Dall’immagine di frutto marginale alla conquista dei mercati: resilienza, innovazione e sostenibilità raccontate da chi lo produce e lo valorizza
“Del fico d’India non si butta via nulla e rappresenta la coltivazione più eco-sostenibile del pianeta”. Lo ha affermato Salvatore Raspisarda, direttore del Consorzio Euroagrumi di Biancavilla (Catania) intervenendo nella trasmissione “La rivoluzione dolce del fico d’India” in onda in questi giorni su 7Gold, prima puntata del format “La natura dal campo alla tavola”.
“Gli inizi di ottobre sono il punto di passaggio fra due produzioni del fico d’India – ha precisato Rapisarda – cioè il primo fiore e il bastardone, che è tardiva e di calibro maggiore. La produzione di punta viene riconosciuta con il marchio “Fico d’India dell’Etna Dop”.
Il primo servizio esterno ha riguardato l’agricoltore catanese Antonino Todaro che produce fichi d’India da più di trent’anni. “Il problema della raccolta non è nelle spine, ma sta nelle temperature: in agosto o in settembre è ancora molto caldo e c’è chi raccoglie di notte. Fino ad ora è stata una buona raccolta”.
Il professor Alberto Continella, docente di Coltivazioni arboree all’Università di Catania ne ha descritte le origini e l’attualità “La pianta, originaria del Messico, si è ambientata bene nell’ambiente siciliano. I frutti sono molto gustosi e ricchi di succo, con notevoli proprietà nutraceutiche. Le varietà sono identificate dal colore: la rossa, la gialla e la bianca. Il fico d’India produce due fruttificazioni l’anno, grazie alla capacità rifiorente. I frutti di seconda raccolta, più tardivi, cioè di ottobre o novembre, sono considerati migliori in quanto hanno relativamente meno semi e hanno caratteristiche organolettiche leggermente differenti”.
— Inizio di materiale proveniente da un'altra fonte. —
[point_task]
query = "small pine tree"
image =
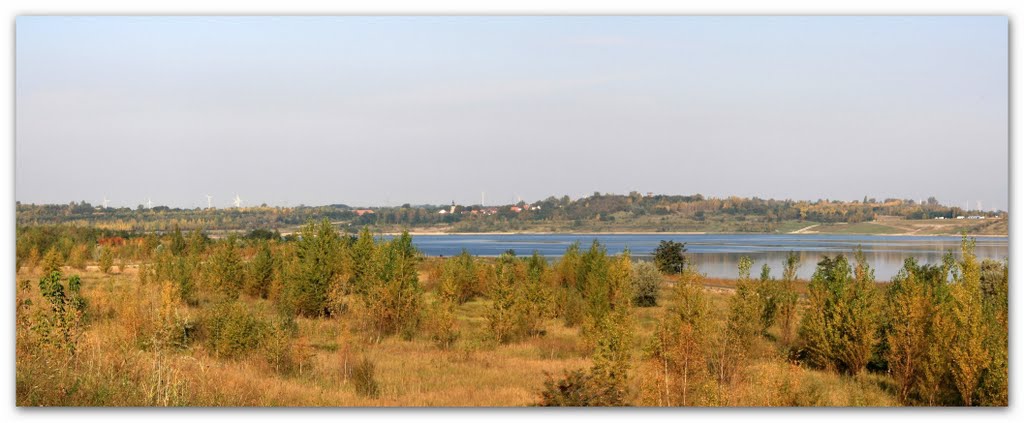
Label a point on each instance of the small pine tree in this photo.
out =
(646, 280)
(105, 259)
(260, 271)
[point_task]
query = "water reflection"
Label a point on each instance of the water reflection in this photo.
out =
(717, 255)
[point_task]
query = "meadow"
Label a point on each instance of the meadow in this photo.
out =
(329, 321)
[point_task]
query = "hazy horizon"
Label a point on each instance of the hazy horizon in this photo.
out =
(428, 110)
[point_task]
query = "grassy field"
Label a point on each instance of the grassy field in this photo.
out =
(916, 227)
(118, 363)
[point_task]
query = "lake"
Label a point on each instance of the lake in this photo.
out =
(717, 255)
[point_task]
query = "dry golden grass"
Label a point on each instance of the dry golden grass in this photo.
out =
(121, 362)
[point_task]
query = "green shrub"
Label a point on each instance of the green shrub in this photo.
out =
(578, 388)
(365, 379)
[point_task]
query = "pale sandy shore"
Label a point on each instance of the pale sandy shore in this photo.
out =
(418, 234)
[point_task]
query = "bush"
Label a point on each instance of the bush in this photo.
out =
(105, 259)
(645, 282)
(231, 331)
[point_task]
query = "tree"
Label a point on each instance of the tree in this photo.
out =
(393, 296)
(839, 329)
(970, 357)
(105, 259)
(681, 344)
(669, 257)
(743, 323)
(612, 331)
(770, 294)
(645, 284)
(260, 271)
(178, 244)
(364, 251)
(788, 298)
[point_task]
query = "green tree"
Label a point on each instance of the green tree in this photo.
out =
(840, 327)
(645, 285)
(260, 271)
(788, 298)
(178, 244)
(394, 299)
(669, 256)
(681, 345)
(225, 272)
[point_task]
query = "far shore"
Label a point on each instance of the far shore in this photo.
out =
(425, 233)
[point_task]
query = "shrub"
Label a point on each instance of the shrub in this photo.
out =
(105, 259)
(365, 379)
(52, 261)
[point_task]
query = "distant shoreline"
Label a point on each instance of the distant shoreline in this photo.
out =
(420, 234)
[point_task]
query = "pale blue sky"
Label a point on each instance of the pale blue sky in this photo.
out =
(378, 111)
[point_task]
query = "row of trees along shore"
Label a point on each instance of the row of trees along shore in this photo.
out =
(937, 334)
(742, 214)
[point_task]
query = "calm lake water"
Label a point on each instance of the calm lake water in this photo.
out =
(717, 255)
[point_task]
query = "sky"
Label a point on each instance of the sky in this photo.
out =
(383, 111)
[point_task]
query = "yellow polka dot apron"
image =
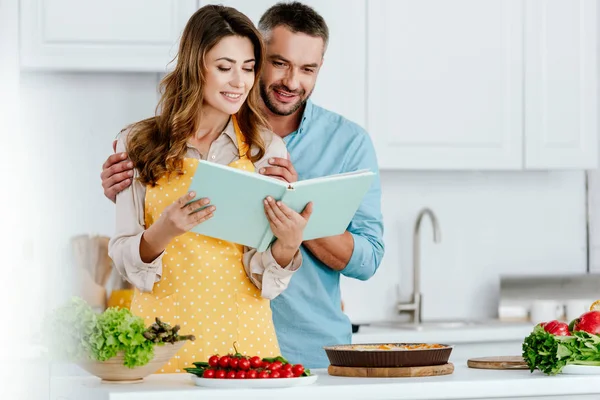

Negli ultimi anni la coltivazione ha avuto una profonda riscoperta. “Il fico d’India – ha sottolineato Rapisarda – aveva una sorta di pregiudizio, a metà del secolo scorso era chiamato il pane dei poveri. Ma negli ultimi anni è diventato un frutto di grande interesse gustativo e nutrizionale. Ma non solo frutti: la pala del fico d’India, il cladode, viene sfruttato per i più ampi usi, dalla bigiotteria all’alimentazione animale”
Lo ha testimoniato anche Antonio Iuculano, allevatore: le vacche del suo allevamento si cibano, nei mesi di siccità, di pale di fico d’India. La pala sostituisce l’erba e il foraggio, ma apportando più sostanze nutritive all’animale, oltre che acqua.
Presso la cooperativa Portobello di Biancavilla, il presidente Giovanni Crispi ha illustrato le varie fasi di lavorazione. “La confezione tipo presenta 4-5 frutti e, nel giro di un paio di giorni, i frutti passano dal campo ai banchi del supermercato, fino al nord d’Italia e in Europa. I fichi d’India non necessitano di trattamenti antiparassitari per cui sono sicuri sotto tutti i ponti di vista. La raccolta parte ai primi di agosto e va avanti anche fino a dicembre, se le temperature rimangono miti”.
E’ un frutto multifunzionale, come ha descritto Paolo Scicolone del comitato scientifico A-Planet, “Con le pale del fico d’India abbiamo realizzato una bevanda, facile da bere, con tutte le peculiarità antiossidanti del frutto di partenza”.
Antonio Di Mauro, assessore al Turismo del Comune di Belpasso (Catania), ha ricordato che ogni anno, in ottobre, si tiene una sagra molto partecipata. Giunta alla decima edizione, la sagra si terrà dal 18 al 20 ottobre a Belpasso.
La famiglia Scalisi ha aperto le porta di casa accogliendo le telecamere di 7Gold: Maria Scalisi ha mostrato come si prepara la mostarda di fico d’India. “E’ una preparazione estiva che poi si consuma in inverno – ha affermato – e che necessita una serie di passaggi, dalla preparazione alla cottura che dura 5-6 ore per restringere il succo di almeno un terzo. Poi si aggiunge la farina per addensare il prodotto”.
Dal campo alla tavola il percorso si è concluso nella cucina dello chef Fabio Sciletta per un risotto con fico d’India e farina di carruba.
“Il fico d’India è il frutto più ecosostenibile del mondo – ha concluso Rapisarda – perché necessita di soli 16 litri di acqua per kg di prodotto, contro i 60 dell’arancio, gli 80 litri della mela e senza scomodare le produzioni di carne. Inoltre, riduce le aree desertiche e permette loro di diventare produttive e coltivabili”.